I’m not sure if he was the first to say it but this simple phrase captures the heart and soul of the man we knew as “The Intimidator.” His fierce determination to never settle for anything less than first place resulted in seven championship titles.
The history of auto racing is filled with colorful characters who willingly share their unique perspectives. If you really want to know the story of competitive racing, all you have to do is listen.
In unguarded moments, their words can paint a picture that takes us inside their world.
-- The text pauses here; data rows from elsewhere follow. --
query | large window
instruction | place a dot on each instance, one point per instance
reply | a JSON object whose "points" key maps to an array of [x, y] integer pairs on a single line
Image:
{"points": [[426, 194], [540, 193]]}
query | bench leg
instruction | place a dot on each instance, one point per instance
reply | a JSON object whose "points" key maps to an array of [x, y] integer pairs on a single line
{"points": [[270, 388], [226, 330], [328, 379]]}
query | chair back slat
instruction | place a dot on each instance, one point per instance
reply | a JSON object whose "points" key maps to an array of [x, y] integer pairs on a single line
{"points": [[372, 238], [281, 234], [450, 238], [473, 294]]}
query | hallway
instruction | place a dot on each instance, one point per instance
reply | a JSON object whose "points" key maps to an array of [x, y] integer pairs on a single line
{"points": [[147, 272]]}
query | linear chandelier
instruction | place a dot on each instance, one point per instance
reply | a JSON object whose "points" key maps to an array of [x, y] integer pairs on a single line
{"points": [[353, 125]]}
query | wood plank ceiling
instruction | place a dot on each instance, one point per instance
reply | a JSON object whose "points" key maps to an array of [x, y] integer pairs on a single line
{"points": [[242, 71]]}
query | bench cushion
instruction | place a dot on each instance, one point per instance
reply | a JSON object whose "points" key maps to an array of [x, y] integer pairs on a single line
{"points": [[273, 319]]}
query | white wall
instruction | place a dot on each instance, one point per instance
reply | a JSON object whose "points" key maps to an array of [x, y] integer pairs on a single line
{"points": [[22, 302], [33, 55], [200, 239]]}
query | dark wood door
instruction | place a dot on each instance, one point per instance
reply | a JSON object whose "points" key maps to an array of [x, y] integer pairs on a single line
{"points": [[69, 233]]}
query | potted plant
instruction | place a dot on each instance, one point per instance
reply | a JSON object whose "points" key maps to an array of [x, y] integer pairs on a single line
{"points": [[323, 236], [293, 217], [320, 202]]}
Through humor and passion, they shine a light on racing and bring the sport to life.
When Janet Guthrie was asked how to succeed in racing, her answer was short and to the point. “Be born rich,” she said.
Today’s media can quickly turn our racing stars from ordinary men and women into superheroes but the pioneers of yesteryear didn’t drive for fame or fortune.
“We drove for the sheer fun of driving because there wasn’t that much money to be made.”
“Sometimes it seemed like the more you drove the less money you had,” Louise Smith once said. “I remember one time Buck Baker and Lee Petty and I had to put our money together just to split a hot dog and a Coke.”
While all drivers strive for the same goal, each individual has their own distinct philosophy on winning.
“The winner ain’t the one with the fastest car; it’s the one who refuses to lose.” Dale Earnhardt
“Racing is a matter of spirit not strength.” Janet Guthrie
“Nobody remembers who finished second but the guy who finished second.” Bobby Unser
“To finish first, you must first finish.” Rick Mears
It takes more than skill and determination to win races. Innovation can often mean the difference between success and failure.
“Trying to figure out NASCAR’s rule book threw me at first. Then, after studying the rules from all sides, I realized I’d made a colossal mistake. I’d been reading the rule book to see what it said. And all along what I should have been doing was finding out what it didn’t say. After I started doing that, racing became fun in a big way.” Smokey Yunick
Some drivers yearn for the good old days when wins meant bringing home food to put on the table and emotions were raw.
“Moonshiners put more time, energy, thought, and love into their cars than any racer ever will. Lose on the track and you go home. Lose with a load of whiskey and you go to jail.” Junior Johnson
“Years ago, you used to get out and fight and run around and chase each other with a jackhammer and stuff like that. Those were the good old days.” Dale Earnhardt Jr.
NASCAR has provided us with unprecedented access to the drivers and a front row seat to the intensity and frustration of competition.
“I love this kind of racing, but these guys sure change their personalities in race mode. They’re like Doberman pinschers with a hand grenade in their mouths.” Boris Said speaking about Sprint Cup drivers.
“I’ve been doing this for 26 years and I’ve played mind games with people and I’ve had people play mind games with me,” Tony Stewart
“Passing Earnhardt is like trying to take a bone out of a Pit Bulls mouth.” Buddy Baker
“You learn more from your mistakes than you do from your success, and last year I learned a lot. That was an unfortunate season but maybe I needed to experience it to get back mentally to where I need to be.” Dale Earnhardt Jr.
A driver needs skill, determination and money in order to succeed. A sense of humor doesn’t hurt either.
“I got wrecked racing for last. That’s Bristol.” Todd Bodine
If we’re going to keep fuel mileage racing, we might as well build solar cars and let the sun decide who wins. Tony Stewart
“My grandfather is the King, My Dad is the Prince, I guess that makes me the Butler.” Adam Petty
“I make jokes about the fact that as a neurosurgeon I shouldn’t be required at a motor race because the drivers don’t have any brains…. otherwise they wouldn’t race.”
Syd Watkins – Formula One Chief Medical Officer
Much has changed over the years but the quest for victory remains the ultimate goal. Capturing that elusive win can bring the toughest competitor to tears.
“I cried a little bit in the race car on the way to the checkered flag. Well, maybe not cried, but at least my eyes watered up.” Dale Earnhardt Jr.
You will never know the feeling of a driver when winning a race. The helmet hides feelings that cannot be understood. Ayrton Senna
“We lost everything here. To come back here and win with that number means everything.” Tony Eury Jr.
When all is said and done, you can sum up auto racing in three words.
Winning is everything.
“If I died right now, my life would be complete.” Tony Stewart after winning the Allstate 400.